Our scheduling approach is based on state space analysis using the SPIN model checker to find schedules that are optimal with respect to a cost function. As in [4], we use an encoding into the guarded command language Boogie [6] for verification. However, the encoding used here differs from [4] in that it takes into account obtained schedules. Our approach is scalable, as both the scheduling and verification are done hierarchically in a bottom-up manner. It should be noted that it is not always possible to hierarchically schedule networks containing feedback loops. Consequently, it is not possible to schedule every network that would be schedulable non- hierarchically using our approach. However, this can usually be circumvented by flattening one level in the hierarchy.

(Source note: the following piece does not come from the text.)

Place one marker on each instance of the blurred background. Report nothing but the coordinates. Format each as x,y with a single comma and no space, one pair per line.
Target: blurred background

The main contributions of this paper are the following:

  1. We show that contracts can aid in the scheduling of dynamic dataflow networks and enables scheduling of actors that do not conform to any well-known statically schedulable model.
  2. We present a scalable hierarchical scheduling method based on implementation of independent contracts, which can be used to obtain schedules that are optimal with respect to a cost function.
  3. We present a method to verify that actors and networks are deadlock free and functionally correct with respect to their contracts by utilising schedules.

It is not always possible to schedule networks containing feedback loops hierarchically for a complete repeating period. To solve this, contract level state in combination with finer grained scheduling would be needed. We plan to investigate this as future work. In conclusion, however, our results suggest that contract-based design is useful in dataflow programming at several stages in the development process.

References

  1.  E. A. Lee and D. G. Messerschmitt, “Synchronous data flow,” Proc. IEEE, vol. 75, no. 9, 1987.
  2.  J. Eker. and J. W. Janneck, “CAL language report,” University of California at Berkeley, Tech. Rep. ERL Technical Memo UCB/ERL M03/48, 2003.
  3.  B. Bhattacharya and S. S. Bhattacharyya, “Quasi-static scheduling of reconfigurable dataflow graphs for DSP systems,” in RSP’00, 2000, pp. 84–89.
  4.  J. Wiik and P. Boström, “Specification and automated verification of dynamic dataflow networks,” in SEFM’17, ser. LNCS, vol. 10469. Springer, 2017, pp. 136–151.
  5.  E. A. Lee and T. M. Parks, “Dataflow process networks,” Proc. IEEE, vol. 83, no. 5, 1995.
  6.  M. Barnett, B.-Y. E. Chang, R. Deline, B. Jacobs, and K. R. M. Leino, “Boogie: A modular reusable verifier for object-oriented programs,” in FMCO’05, ser. LNCS. Springer, 2006, vol. 4111.